Author: Marie

Los Angeles County’s first Latina woman elected to public office is now serving a fourth term

Los Angeles County’s first Latina woman elected to public office is now serving a fourth term

Eunisses Hernandez unseated Gil Cedillo. Can she help solve L.A.’s political crisis?

Last December, just a few weeks before Los Angeles County voters elected the district attorney for their 5th congressional district, a group called Los Angeles Communities Organized for Reform and Transparency (LACOR) announced it would form a coalition to promote reform.

Now, the LACOR coalition is the only statewide group with the broad support of the district attorney’s office, which endorsed its president, Eunisses Hernandez, during the election.

Hernandez, 59, of Van Nuys — a former L.A. City Council member and one of the first Latina women elected to public office in Los Angeles — is now serving the third term of her office.
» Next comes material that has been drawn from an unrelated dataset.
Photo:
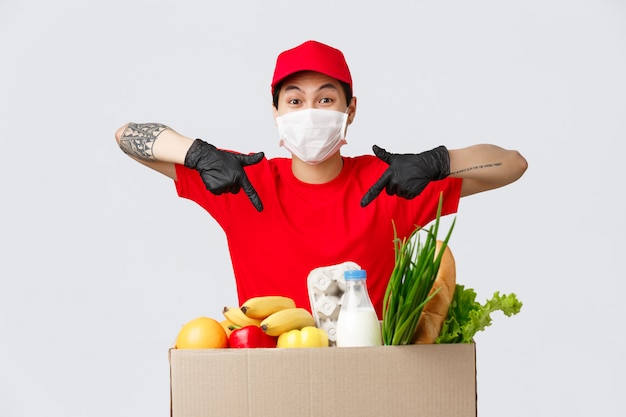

But she’s only been in office for three years, and her critics say that it’s time to elect her to a fourth decade representing the area of South L.A.

The critics have singled Hernandez out for her lack of respect for political norms. “I don’t know of any other D.A. who has allowed herself to be elected in the second district,” said LACOR member and former state legislator Nanette Asimov, who has been arrested several times as a member of the “Billionaires March.”

Hernandez’s critics have also charged that she isn’t committed to fighting against crime in her district, nor is she fighting for the needs of the poor. Hernandez has said her priority isn’t to protect the rich, but to provide for the needs of the less fortunate.

“I don’t think that being a member of Congress, being in the state legislature, being an advocate for people of color, being a woman elected to public office is the right thing for me to do,” Hernandez said last month. “I think, I believe that I can be more effective being focused on other areas.”